The clip is easier to mass produce, cheaper, and lighter than a magazine. Where higher capacity isn't needed it absolutely is superior.
This was a good video. I knew a lot of this stuff vaguely but not in too much detail. Good job bro 👍🏼
In other words, the military was being the military and had to be dragged kicking and screaming into accepting a more modern weapon.
THE VIEW WE GOT HIM HA HA HA
"Corps" is pronounced "core" as in apple, not "corpse", as in ex-person. Just ask the Marines. (In military contexts, it's usually from French.)
So why don't they spell it "Marine Cor"??
Because it's a French word, that's the spelling and pronunciation.

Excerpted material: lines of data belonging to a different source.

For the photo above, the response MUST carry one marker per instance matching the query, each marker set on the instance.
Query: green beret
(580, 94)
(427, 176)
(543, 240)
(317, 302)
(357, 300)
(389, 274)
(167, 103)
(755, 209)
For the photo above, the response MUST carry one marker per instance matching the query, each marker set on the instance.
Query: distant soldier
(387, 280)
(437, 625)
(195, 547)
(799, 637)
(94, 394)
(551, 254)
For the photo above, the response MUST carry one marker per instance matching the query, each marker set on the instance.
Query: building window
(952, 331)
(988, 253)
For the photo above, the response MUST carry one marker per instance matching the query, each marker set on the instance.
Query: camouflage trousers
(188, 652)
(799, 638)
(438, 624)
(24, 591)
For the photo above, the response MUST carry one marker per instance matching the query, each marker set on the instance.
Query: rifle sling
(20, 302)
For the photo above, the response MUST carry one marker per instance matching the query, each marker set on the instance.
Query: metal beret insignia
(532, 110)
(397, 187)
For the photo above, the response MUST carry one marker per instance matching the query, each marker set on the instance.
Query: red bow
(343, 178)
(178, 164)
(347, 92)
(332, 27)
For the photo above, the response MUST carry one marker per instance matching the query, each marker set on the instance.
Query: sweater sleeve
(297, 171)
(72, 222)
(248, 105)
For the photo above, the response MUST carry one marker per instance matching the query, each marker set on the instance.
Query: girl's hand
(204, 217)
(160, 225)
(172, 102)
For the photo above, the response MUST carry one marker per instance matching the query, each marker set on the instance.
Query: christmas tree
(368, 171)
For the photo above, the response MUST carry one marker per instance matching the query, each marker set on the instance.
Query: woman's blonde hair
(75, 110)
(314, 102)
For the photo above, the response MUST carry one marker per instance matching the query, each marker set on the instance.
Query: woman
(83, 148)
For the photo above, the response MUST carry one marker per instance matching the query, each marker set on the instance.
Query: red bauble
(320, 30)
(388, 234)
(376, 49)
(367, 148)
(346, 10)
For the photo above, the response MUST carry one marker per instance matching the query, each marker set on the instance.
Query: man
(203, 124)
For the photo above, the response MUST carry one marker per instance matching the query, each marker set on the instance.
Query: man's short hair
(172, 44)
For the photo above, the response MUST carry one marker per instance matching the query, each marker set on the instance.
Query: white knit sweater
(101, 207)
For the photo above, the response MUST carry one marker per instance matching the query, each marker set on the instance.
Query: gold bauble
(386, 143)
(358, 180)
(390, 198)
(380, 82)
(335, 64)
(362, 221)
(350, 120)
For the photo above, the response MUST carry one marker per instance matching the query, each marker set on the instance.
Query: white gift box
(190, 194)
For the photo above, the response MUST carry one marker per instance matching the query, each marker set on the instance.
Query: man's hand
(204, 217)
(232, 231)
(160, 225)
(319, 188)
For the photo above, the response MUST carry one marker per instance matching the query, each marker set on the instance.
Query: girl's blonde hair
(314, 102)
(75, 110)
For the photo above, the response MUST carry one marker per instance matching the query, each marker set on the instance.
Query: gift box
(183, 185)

While I really hate to support the Ordnance Board, they did actually have a fairly good reason for wanting to stick with a 30 caliber round. By the end of WWII, almost all of the ammunition we were manufacturing and delivering was M2 AP. The ordnance board did not believe that the smaller .260 Brit round could hold a large enough steel penetrator.
When shooting people, there is no question that the 30-06 is overpowered, and something like 6mm ARC or 6.5 Grendal might be optimal. But neither of those can shoot through 6" of concrete.
My first rifle was the M-14. Then they finally replaced them with the M-16 A1.